Thursday (11/22) Read and discuss Revelation 7:9-17. Mitchell Reddish writes:
In chapter 7, as throughout the Apocalypse, John is not interested in presenting a blueprint for the future that contains details of events that will be literally fulfilled. Rather, John is using pictorial language to offer comfort and hope to Christian communities that are struggling to maintain their commitment to God during difficult circumstances. John expects the situation to worsen before it got better. The interlude of chapter 7 is John’s way of reassuring his readers that God will protect and sustain them throughout any and all ordeals that they must face. That is the message that surfaces most clearly from this text. Even though John casts his message in eschatological imagery and believes that the end times will be a time of special difficulties for the church, his message of hope and assurance is a message directed to the church living out its faith in its current time and place. God will sustain them not only in the future, but in the present as well. Here is the connection of this text with the modern reader: This text assures us of God’s protection and security in all the tribulations of life.
Read or sing 465 “Love Divine, All Loves, Excelling” Prayer: Give thanks for the blessings that we enjoy by living in the United States.

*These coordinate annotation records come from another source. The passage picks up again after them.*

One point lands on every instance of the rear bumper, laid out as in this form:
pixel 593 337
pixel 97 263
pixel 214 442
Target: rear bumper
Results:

Friday (11/23) Read and discuss 2 Samuel 24:1-17. Tony Cartledge writes:
The most theologically significant phrase in the text is the remarkable assertion that “the LORD relented concerning the [calamity]” and ordered the angel to cease and desist. “Relented” reflects a Hebrew verb stem that is commonly used in the passive form to mean “to be sorry,” “to have compassion,” or “to be moved to pity.” It can also carry the sense of repenting for one’s actions, leading one to relent and reverse course. David had hoped that Yahweh would be merciful, and his hopes were well founded. Having seen the sorrow and death left in the wake of the avenging angel, Yahweh called a halt at the edge of Jerusalem, saying “It is enough.”
Read or sing Hymn 501 “Lord, Speak to Me, That I May Speak” Prayer: Please pray for the Special Meeting of our congregation this coming Sunday.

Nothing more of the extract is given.